Figure 1.

Outline of the miRTRAP program, Ciona abundance versus conservation, neighbor window. (a) Schematic illustration of the miRTRAP program. The algorithm first identifies read regions that do not overlap repeats or tRNAs. The genomic region up to 150 nucleotides around the individual read is folded using RNAfold. Then, all read products within the hairpin window are identified as 5p-miR/3p-miR, 5p-moR/3p-moR or loop based on their positions relative to the hairpin and loop. Each read region is then evaluated by a set of filters to remove those incompatible with the biochemical rules of miR biogenesis.
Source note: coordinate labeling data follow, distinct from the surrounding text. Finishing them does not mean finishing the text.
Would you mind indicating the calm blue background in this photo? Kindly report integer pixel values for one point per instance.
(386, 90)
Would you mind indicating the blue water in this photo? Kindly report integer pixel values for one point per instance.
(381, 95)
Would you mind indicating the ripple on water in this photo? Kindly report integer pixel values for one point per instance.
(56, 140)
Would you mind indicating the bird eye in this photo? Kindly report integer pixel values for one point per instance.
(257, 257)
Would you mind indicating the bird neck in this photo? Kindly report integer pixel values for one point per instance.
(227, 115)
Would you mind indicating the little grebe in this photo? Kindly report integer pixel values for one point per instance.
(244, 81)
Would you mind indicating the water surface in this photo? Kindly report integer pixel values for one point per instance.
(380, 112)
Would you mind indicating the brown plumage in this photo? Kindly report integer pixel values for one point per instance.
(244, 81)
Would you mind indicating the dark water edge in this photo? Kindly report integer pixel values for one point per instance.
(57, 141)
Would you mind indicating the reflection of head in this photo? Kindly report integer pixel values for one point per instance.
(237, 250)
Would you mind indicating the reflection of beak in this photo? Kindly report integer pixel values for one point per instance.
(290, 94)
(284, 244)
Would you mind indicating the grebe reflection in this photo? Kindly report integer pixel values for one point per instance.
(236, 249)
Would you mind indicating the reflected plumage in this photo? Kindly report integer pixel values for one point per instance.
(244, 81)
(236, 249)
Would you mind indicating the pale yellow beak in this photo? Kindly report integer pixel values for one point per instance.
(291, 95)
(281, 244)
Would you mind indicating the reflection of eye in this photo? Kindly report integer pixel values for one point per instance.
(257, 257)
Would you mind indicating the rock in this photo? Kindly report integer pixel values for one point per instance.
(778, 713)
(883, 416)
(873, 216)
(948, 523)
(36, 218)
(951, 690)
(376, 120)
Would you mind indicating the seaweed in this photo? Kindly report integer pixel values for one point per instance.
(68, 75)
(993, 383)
All the rejected read regions are used to filter the initial set of candidate loci to produce a list of positive predictions. (b) Average antisense product displacement (AAPD) score distribution from the Ciona dataset shows that the majority of known miRs have an AAPD score of zero, while non-miR loci have a broad distribution and peaks at 8 and 10. (c) The difference between the non-miR neighbor counts within windows centered at known miRs and non-miR loci in Ciona. Whereas non-miR neighbor counts centered around non-miR loci increases sharply as window sizes expand, all known miR loci have non-miR neighbor counts equal or fewer than 10.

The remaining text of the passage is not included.